The oldest surviving daughter of my 3 x great grandfather, the ancestor I call 'William of Newnham', was Anne Bird. In 1835 she married Francis Ross who was “a clerk in the Excise office” and they had a son named HENRY ROSS on 24th August 1838. Sadly, Francis Ross died before the birth of his son on 13th March 1838, aged just 37 of “Decline” – which is possibly consumption or TB. Anne’s brother, George Bird, was present at the time of death, which took place at 8 Clapham Road Place in Lambeth which 'William of Newnham', the builder, built. In all likelihood, this was where Anne and her baby lived for the next couple of years.
Meanwhile, in 1840, another of William of Newnham’s daughters, Harriet, had met and married John Coveney, son of a farmer from Borden in Kent. As far as we know, they never had any children of their own. After their marriage they went to live nearby in Key Street, Bobbing and it seems Anne and her baby went to live with them (as per the 1841 census).
It is assumed, although not yet proven, that the mother of Henry Ross, Anne Bird, must have also died leaving young Henry without a parent. It looks like he was ‘adopted’ (not in the legal sense) by John and Harriott Coveney and on the 1851 census they are all living at the Manor House, Swanscombe Village and Henry is aged 12 described as a visitor.
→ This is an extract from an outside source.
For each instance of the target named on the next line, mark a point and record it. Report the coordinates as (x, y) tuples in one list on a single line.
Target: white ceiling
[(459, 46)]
John Coveney, whose father had died in 1847, is a now a farmer of 500 acres employing 13 labourers, six of whom are living in the Manor House.
It seems to me that a successful middle class farmer who had a builder as a father would have found it socially beneficial to be not only associated by marriage but by name as well to this family who are more affluent and living in a manor house. The clincher for me came when I noticed that the name of George's first son born in 1851 was George Coveney Bird and then, three years later in 1854, having already used the Coveney name, decided to include the Ross name in his second sons name...... hence, Henry Ross Bird. What I don't know is whether the name was wholly or just partly after Henry Ross.
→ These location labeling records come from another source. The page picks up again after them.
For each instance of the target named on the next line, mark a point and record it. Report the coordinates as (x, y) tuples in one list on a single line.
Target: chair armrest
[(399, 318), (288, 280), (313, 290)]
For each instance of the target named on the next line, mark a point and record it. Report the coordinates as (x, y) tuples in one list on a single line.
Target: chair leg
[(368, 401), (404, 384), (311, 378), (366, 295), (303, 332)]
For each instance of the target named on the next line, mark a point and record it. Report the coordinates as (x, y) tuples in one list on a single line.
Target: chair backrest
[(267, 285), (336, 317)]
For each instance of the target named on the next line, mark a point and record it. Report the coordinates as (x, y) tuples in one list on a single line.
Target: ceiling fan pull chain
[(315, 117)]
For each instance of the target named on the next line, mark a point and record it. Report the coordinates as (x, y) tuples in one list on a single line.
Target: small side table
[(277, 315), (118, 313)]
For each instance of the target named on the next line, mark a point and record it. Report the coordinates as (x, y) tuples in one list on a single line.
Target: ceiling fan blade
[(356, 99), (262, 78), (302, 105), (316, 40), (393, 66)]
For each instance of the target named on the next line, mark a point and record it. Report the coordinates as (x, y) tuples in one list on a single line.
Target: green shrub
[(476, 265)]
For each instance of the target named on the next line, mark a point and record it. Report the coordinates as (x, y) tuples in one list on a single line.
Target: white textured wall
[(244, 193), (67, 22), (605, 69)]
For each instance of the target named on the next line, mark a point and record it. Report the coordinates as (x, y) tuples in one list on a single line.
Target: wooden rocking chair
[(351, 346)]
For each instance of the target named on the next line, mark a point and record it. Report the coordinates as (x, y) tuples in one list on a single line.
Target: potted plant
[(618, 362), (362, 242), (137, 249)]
Now we know who this blog is about, I ought to complete the Henry Ross story.
By the time of the 1861 census, Henry Ross is still living at the Manor House with his adoptive parents plus John Coveney’s 75 year old mother, Sophia Coveney. John Coveney's farm has grown and he is now farming 950 acres and employing 25 labourers.
In 1866 Henry loses his maternal grandmother, Sarah Elizabeth Bird, who dies aged 89 of “old age”. Henry Ross was still living with his adoptive parents in 1871 and his father is now farming a massive 1,000 acres and employing 30 workers.
His adoptive mother Harriet dies at the Manor House in November 1874 aged 60. It was a few days after her death, possibly around the time of her funeral, that Henry transcribes a list of family births and deaths from the Family Bible which was so useful in the early days of researching this part of the tree.
On 26th March 1878 first cousins Henry Ross and Eliza Bird (one of George Bird's children) marry at The Parish Church, Chessington, Surrey. He is 39 and she is two years younger. His residence at the time of the marriage was still Swanscombe and John Coveney was a witness at the wedding.
There is a book Henfield: Through the Lens of Marjorie Baker which says "The Wood family owned Chestham Park until the 1860's, and then the new owner, John Ross (think this should be John Coveney but could even refer to Henry Ross if he has already transferred it) enlarged the house in 1876".
John Coveney died on New Years Eve 1878 and London Illustrated News reports on 22nd February 1879 reported : “Wills and Bequests includes Mr John Coveney formerly of Swanscombe and late of Chestham, Henfield Kent”. The executor was his nephew Henry Ross and George Coveney Bird.
In 1881 Eliza and Henry are still living at Chestham Park. Henry is described as a farmer of 180 acres employing 8 men and 1 boy. They are living in the Manor House with a butler, a cook, a parlour maid, a housemaid and a kitchen maid. They are still there when the 1890 Directory of Sussex was published.
This Ross branch ended when Henry Ross FSA died on 18th August 1890 at the Bell Hotel, Gloucester suddenly “from disease of the heart” just before his fifty second birthday. He died childless so his genes were not carried on but, thanks to George Bird, the name ROSS continued through other generations right up to the present day.